A vereadora Sofia Cavedon (PT) disse ser “uma violência” as afirmações de Chiquinho. “É uma  violência dizer ‘cadê as crianças da EPA?’, uma violência dizer isso para quem já perdeu tudo, inclusive a infância. É inaceitável que o governo olhe para a EPA dessa maneira”, colocou. Ela sugeriu que o estado e o município colaborem para que escolas estaduais com salas vazias façam parceria para acolher a demanda.

Da mesma forma, Richard Gomes de Campos, liderança do MNPR no estado, manifestou sua indignação. “Eu sou público da rede de atendimento desde meus 15 anos. Quero dizer aos conselheiros que as crianças da EPA se tornaram adultos em situação de rua por culpa do governo que não investe nas políticas públicas voltadas à essa população”, afirmou.

Manifestação de professores e servidores da EPA

A servidora Roselaine Dias afirmou que não houve diálogo sobre o fechamento da escola e lembrou que a EPA faz um atendimento diferenciado. “A escola trabalha com resgate da cidadania, escuta e acolhimento de cada pessoa que está lá, grande parte das mulheres já sofreu violência sexual na rua, grande parte já teve que se prostituir. O corpo docente é sensibilizado para trabalhar com essa menina que vem da ação da rua às 7 da manhã”, observou.

Foto: Elson Sempé Pedroso/CMPA
Foto: Elson Sempé Pedroso/CMPA

O professor Emerson Pereira emocionou o público ao apontar que “os alunos estão se tornando sujeitos de sua história. Estão fazendo à altura o dever de casa. Os diplomados aqui somos nós, mas hoje os doutores são vocês”, arrancando aplausos dos estudantes que assistiam à sua fala.

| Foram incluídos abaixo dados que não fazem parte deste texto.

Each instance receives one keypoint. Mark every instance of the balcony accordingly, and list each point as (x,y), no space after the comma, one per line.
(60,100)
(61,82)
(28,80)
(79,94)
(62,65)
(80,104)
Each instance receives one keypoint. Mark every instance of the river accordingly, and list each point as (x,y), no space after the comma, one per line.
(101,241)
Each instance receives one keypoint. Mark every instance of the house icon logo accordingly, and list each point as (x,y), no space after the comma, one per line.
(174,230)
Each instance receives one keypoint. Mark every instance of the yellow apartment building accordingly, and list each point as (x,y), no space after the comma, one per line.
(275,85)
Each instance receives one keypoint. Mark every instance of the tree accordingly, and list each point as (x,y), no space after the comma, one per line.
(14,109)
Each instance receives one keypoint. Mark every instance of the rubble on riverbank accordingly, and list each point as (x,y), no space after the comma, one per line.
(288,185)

A diretora eleita pela comunidade escolar, Jaqueline Junque, também falou sobre a infância dos alunos. “Esses estudantes foram crianças que um dia também não foram bem atendidos, o que se faz na EPA é o resgate da dívida que a cidade tem com essas pessoas”, disse. Ela denunciou que a negociação foi feita em apenas três encontros e foi dado prazo de 60 dias para desocupação do prédio. “Lá naquele espaço o aluno é prioridade de atendimento, não e mais um”, assegurou.

Encaminhamentos 

O vereador João Derly (PcdoB) ponderou  que a escola inicialmente receberia 150 alunos, número bem próximo dos 116 matriculados hoje e que o prédio não está qualificado para receber educação infantil. Simone Lovato disse que o fechamento da EPA é apenas uma proposta e que na Paulo Freire também há pessoas em situação de vulnerabilidade social, enquanto Marcantônio propôs um grupo de trabalho representado pelas pessoas em situação de rua, com reunião já na próxima segunda-feira. O Conselho Escolar concordou com a realização do GT, assim como os vereadores.

“Grupos de trabalho têm funcionado, mas tem uma pessoa que decide na cidade que é o prefeito, é para isso que ele foi eleito. O mínimo que ele pode fazer é receber um grupo daqui para conversar para que diga, ele tem que dar a resposta. Peço Luciano que nos ajude a ter essa reunião”, pediu o vereador Alberto Kopittke (PT), que dirigiu a audiência. A vereadora Sofia Cavedon encaminhou uma reunião da Cece sobre a questão da educação infantil municipal. Outra audiência pública pode ser realizada daqui a 30 dias.